After that experience I started brewing a plan. What if I swam the north half of the island, for a total of 11 miles? During this time one of our fellow swimmers was diagnosed with Stage 4 Pancreatic Cancer. Another swimmer lost both her father and sister to the same disease. I shared my idea with my fellow swimmers and the Swim of Hope was born. On September 14th 2021, with fellow swimmer Chery Hatch, we completed the swim in dedication to our friend Keith Ryan and raised over 7K for the Pancreatic Cancer Action Network.

Deep down I knew this was a build up to me swimming the whole island. I wanted to tackle the island for a couple of reasons. First I love swimming in my Bay. Second it was a way for me to do a swim the length of the English Channel on a budget and without having to leave my veterinary practice for an extended period of time.

I shared my goals with my boat captain for the 11 mile swim and in March we met to plan the date based on the tide charts. The 11 mile swim took me about 6 ½ hours so we were looking at 13-14 hours for full island. Therefore my captain recommended an early summer swim so we had enough day light hours. July 14th was picked in a counterclockwise direction based on the tide/current charts. This was a little daunting to me at first because it meant I would have less time outside to train, requiring me to spend a lot more time in the pool. I actually swim in our Bay all year round without a wet suit but the distances are very short in the winter months. March through May I did the bulk of my yardage in the pool completing several 5 hours/10 mile swim sessions. My late May I shifted to swimming only outdoors. I new the water can warm up by July, but I was concerned about developing hypothermia by being in the water so long. In the month of June I swam over 80 miles and clocked two 8 hour swim sessions. I then started to taper.

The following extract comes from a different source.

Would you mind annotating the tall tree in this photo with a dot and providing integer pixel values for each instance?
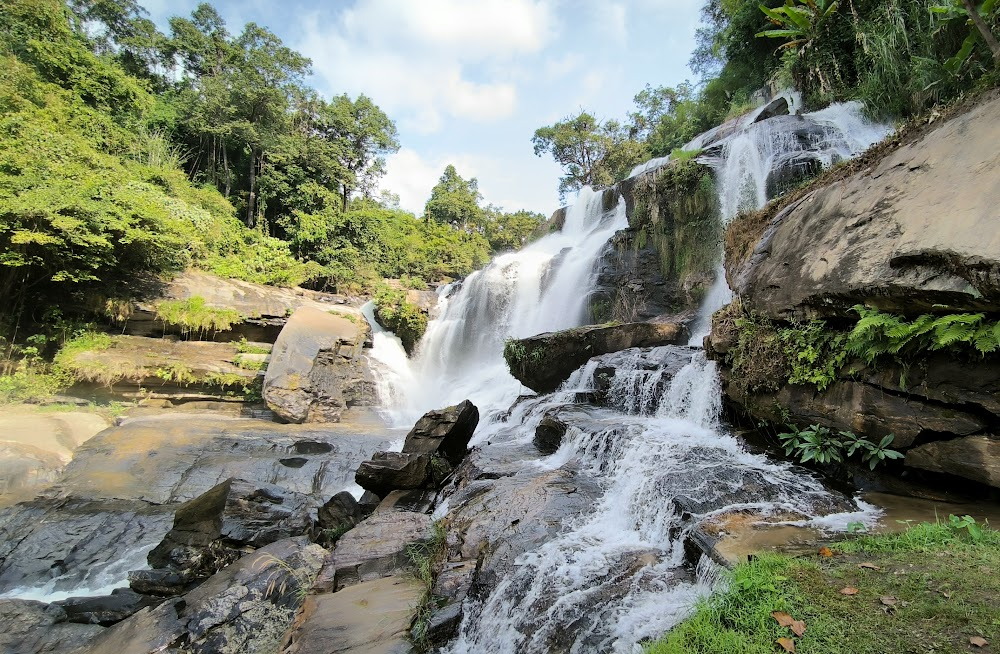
(454, 201)
(591, 153)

My captain and crew met a few days before the scheduled swim to discuss logistics. It looked like the weather conditions were going to be favorable for our planned July 14th date. When I arrived at the swim start there was a northwest wind creating some chop but otherwise it looked like a great morning. My boat was late arriving due to marine traffic so I entered the water a little after 6 AM. The first 2/3rds of the swim went very well. I reached Beavertail, the southern tip of the island where I washed up 2 years earlier. I got around the point! We had to swim farther from shore then I usually do during my training swims and I remember feeling a little exposed and vulnerable being in deeper open water. Once we were around the point my boat captain informed me that we were 2 hours ahead of schedule. This meant that the tides hadn’t shifted yet I was going to have to fight a current for the next 2 hours. There was about 1 hour in there that I felt like I was barely moving. But I got through it and was on my way. Things progressed nicely until the last 2 miles of the swim when there was a brief downpour of rain. Visibility was terrible and there was risk of me being pulled if it progressed into a more thunderstorm. Fortunately it was very brief and I had blue sky as I swam back to the Cove. I was overjoyed to have my friend Keith, to whom we were dedicating the swim, to greet me at finish.

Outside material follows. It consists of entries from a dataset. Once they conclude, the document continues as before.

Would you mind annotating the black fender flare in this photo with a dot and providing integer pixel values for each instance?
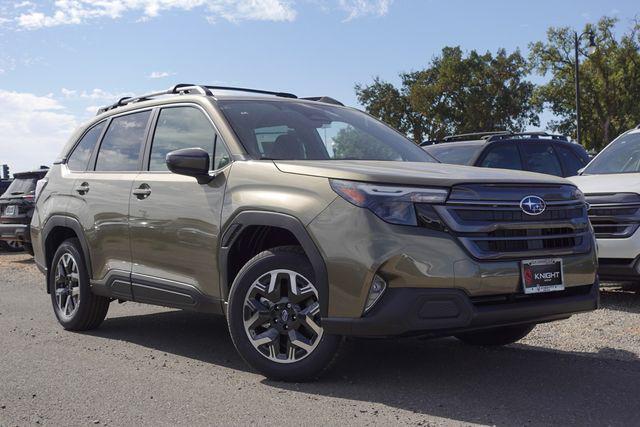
(72, 224)
(273, 219)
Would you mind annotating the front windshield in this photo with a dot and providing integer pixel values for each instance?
(293, 130)
(621, 156)
(453, 153)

In retrospect I am very happy with how the swim went and feel that my training and planning paid off. Three weeks before the swim I decided to switch to a 2 piece suit because in July we get crap larvae in our waters. They get scooped down your suit and itch and bite you. I only had chaffing in one place I didn’t think to lubricate, at the bottom bra line of the suit. I was not overly hungry that night so I must have consumed adequate calories. The foods I ate agreed with me. I never felt nauseous but I did start to lose my appetite the last 1/3 of the swim and had to force myself to eat. I will consider if there is a way to improve that in the future.